Gustavo Maia

Personal information
- Full name: Gustavo Maia da Silva
- Date of birth: 22 January 2001 (age 25)
- Place of birth: Brasília, Brazil
- Height: 1.68 m (5 ft 6 in)
- Position: Winger

Team information
- Current team: Atlético Goianiense
- Number: 11

Youth career
- 2015–2020: São Paulo

Senior career*
- Years: Team / Apps / (Gls)
- 2020–2023: Barcelona B / 8 / (0)
- 2021–2022: → Internacional (loan) / 12 / (1)
- 2023: → Valencia B (loan) / 12 / (1)
- 2023: Vila Nova / 5 / (0)
- 2024: Náutico / 18 / (6)
- 2025–2026: Sport Recife / 21 / (2)
- 2025: → Criciúma (loan) / 1 / (0)
- 2026–: Atlético Goianiense / 0 / (0)

International career^{‡}
- 2017: Brazil U16
- 2018: Brazil U17
- 2020: Brazil U20 / 2 / (2)

= Gustavo Maia =

Brazilian footballer (born 2001)

Gustavo Maia da Silva (born 22 January 2001) is a Brazilian footballer who plays for Campeonato Brasileiro Série B club Atlético Goianiense.

==Club career==
===São Paulo===
Born in Brasília, Brazil, Maia joined São Paulo's youth setup at age 14. He played a total of 103 matches for São Paulo as he progressed through the age groups and in 2018 with the Under-17 side, he notched 30 goals in 36 games. In March 2020, Maia was included in the first team squad for a Campeonato Paulista match against Botafogo. He was an unused substitute in a 1–0 away loss.

===Barcelona===
On 6 August 2020, La Liga club FC Barcelona announced the signing of Maia for a fee of €4.5 million with a buyout clause of €300 million, and he was assigned to the reserves in the third division. He made his debut for Barça B in the opening matchday fixture against Gimnàstic de Tarragona on 18 October. He replaced Matheus Pereira in a 1–0 home victory.

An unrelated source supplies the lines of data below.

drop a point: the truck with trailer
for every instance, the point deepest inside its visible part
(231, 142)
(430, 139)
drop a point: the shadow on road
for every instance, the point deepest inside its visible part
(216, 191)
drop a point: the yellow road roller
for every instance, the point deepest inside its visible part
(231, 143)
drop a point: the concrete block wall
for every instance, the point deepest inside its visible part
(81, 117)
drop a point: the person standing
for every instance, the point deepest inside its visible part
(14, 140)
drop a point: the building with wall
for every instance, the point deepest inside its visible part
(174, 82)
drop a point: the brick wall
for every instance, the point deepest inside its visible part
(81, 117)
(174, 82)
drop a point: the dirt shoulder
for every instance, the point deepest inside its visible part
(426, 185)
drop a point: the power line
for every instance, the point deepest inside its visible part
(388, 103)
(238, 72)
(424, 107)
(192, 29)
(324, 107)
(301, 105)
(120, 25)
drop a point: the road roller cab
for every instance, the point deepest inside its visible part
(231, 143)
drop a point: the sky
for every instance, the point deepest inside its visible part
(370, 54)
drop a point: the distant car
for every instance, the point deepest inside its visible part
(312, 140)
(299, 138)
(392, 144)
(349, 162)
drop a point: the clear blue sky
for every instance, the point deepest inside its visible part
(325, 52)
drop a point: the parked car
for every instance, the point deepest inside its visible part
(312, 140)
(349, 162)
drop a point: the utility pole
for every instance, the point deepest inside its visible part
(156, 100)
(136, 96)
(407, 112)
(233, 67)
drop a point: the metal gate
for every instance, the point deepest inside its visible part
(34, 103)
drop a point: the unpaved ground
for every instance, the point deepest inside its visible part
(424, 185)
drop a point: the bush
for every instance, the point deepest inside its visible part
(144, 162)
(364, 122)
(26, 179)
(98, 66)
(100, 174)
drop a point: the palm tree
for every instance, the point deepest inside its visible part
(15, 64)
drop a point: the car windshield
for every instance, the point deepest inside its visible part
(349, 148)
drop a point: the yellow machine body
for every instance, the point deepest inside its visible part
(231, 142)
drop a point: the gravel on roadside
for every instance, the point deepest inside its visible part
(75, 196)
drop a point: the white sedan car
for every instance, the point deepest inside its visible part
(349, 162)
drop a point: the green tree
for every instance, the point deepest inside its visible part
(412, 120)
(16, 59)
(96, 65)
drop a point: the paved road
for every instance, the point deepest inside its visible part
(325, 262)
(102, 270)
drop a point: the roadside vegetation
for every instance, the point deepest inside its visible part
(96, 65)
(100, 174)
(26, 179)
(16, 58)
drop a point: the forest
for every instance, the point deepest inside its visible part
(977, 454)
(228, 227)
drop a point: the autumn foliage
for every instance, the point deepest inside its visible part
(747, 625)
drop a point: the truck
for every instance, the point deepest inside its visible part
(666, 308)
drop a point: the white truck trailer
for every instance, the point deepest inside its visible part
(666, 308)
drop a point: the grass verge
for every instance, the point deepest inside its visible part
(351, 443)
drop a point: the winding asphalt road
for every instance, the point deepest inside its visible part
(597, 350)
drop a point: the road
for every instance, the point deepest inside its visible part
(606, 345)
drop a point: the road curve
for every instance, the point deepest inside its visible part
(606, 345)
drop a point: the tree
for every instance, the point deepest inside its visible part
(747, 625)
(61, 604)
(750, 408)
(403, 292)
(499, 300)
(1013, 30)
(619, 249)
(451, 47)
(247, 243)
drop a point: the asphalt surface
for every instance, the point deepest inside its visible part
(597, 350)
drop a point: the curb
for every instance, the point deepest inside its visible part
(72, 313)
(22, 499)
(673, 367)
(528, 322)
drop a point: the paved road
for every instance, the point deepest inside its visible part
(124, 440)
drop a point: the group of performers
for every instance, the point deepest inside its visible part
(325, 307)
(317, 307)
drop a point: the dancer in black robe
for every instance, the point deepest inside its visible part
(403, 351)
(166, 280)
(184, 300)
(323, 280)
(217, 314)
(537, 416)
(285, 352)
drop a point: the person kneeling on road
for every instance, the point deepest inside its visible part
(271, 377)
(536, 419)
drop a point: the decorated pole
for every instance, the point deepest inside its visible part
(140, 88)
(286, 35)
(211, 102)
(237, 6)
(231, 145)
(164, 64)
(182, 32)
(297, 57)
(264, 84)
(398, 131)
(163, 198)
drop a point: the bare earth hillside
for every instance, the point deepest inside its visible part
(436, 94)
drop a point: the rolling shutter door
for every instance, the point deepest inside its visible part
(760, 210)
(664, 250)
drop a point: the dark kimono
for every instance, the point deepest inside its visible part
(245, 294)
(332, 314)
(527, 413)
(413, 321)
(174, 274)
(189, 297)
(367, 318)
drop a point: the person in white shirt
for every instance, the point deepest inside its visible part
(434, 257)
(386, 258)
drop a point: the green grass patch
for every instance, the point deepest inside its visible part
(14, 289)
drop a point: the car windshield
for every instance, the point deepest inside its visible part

====Loan to Internacional====
On 30 August 2021, Maia joined Série A club Internacional on loan until 31 December 2022, following a disappointing season with Barcelona. Maia scored his first goal on 24 October, a last minute equalizer in a 2–2 draw against Corinthians.

====Loan to Valencia Mestalla====
On 31 January 2023, Maia joined Valencia Mestalla in the Segunda Federación. He made his debut the following 5 February in a 2–1 away win against Lleida Esportiu, and scored his first goal on 22 April in the 3–2 home victory against Ebro.